The paper I briefly present here together with some of the code used to generate figures, was published as “Describing, Modelling and Forecasting the Spatial and Temporal Spread of COVID-19: A Short Review” in Fields Institute Communications 85:25-51 (2022). It can be downloaded here or from my webpage here. An older version is available on arXiv here.

In the paper, I review several different aspects.

  1. The general context of mathematical models of the spatio-temporal spread of infectious pathogens.
  2. The details of how the first wave (mostly) of COVID-19 spread.
  3. Some spatio-temporal models that were considered specifically for COVID-19.
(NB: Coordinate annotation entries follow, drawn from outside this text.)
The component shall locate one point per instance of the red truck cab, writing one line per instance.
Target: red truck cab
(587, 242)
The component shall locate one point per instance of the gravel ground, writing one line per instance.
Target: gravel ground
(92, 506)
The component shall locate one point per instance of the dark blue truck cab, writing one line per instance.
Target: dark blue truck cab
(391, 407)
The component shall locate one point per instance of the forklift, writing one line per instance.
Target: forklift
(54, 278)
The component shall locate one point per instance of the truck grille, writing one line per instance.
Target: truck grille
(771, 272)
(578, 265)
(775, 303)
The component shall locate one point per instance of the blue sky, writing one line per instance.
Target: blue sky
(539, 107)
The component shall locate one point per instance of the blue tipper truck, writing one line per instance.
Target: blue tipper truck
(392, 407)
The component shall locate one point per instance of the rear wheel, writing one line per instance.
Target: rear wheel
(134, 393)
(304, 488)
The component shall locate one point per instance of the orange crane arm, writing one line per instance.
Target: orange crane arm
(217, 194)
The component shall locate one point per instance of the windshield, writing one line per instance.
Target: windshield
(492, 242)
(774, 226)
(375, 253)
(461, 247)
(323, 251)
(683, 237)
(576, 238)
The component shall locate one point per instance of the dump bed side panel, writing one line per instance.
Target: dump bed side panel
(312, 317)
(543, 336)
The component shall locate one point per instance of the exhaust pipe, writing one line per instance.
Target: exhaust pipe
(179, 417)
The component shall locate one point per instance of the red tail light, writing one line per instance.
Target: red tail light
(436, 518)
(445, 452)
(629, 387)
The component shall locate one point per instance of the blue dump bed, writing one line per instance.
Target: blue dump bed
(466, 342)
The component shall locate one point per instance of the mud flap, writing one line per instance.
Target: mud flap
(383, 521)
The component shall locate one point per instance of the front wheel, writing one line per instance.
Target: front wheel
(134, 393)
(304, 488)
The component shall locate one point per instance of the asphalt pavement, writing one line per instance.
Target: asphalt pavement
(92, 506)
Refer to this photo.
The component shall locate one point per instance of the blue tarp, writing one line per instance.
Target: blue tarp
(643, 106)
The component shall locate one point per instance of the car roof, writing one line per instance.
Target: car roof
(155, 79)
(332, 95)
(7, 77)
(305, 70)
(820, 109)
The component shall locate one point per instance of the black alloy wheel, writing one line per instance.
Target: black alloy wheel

Refer to the paper for details. Here, I describe how the data was gathered and the figures were produced.

Collecting data on initial spread

There are different sources for case data, but my favourite when considering the world-level situation is the one curated by JHSSE. I have an R script that pulls the data and performs basic pre-processing. This script is in turn called by a short bash script that runs in cron, so that data pulling happens every day. Note that the data on initial spread is not concerned by this pull operation, I am just detailing this point here for completeness.

The JHSSE site is, understandably, concerned about the current and future evolution of COVID-19 and thus the data on the initial spread needs to be investigated further. For this, I relied on a combination of Wikipedia and Google News search, threw in some GISAID data..

The TSA data

If you have initiated an public airplane trip in the USA in the past few years, you know the system. For those who have not, here is how things work. From the unsecured area in an airport, the first security check involves showing your boarding pass and an identification document to a Transportation Security Administration (TSA) officer who verifies both before allowing you to proceed with the remainder of the checks (baggage and body scan, etc.) to admit you into the secure zone of the airport.

When considering air travel, this data is very interesting. Indeed, one is checked only in the first airport of a trip, regardless of the number of connecting flights taken; this means that the data is quite representative of the number of trips initiated in the USA on a given day. The TSA records how many of these checks happen and reports this data openly; it is available here.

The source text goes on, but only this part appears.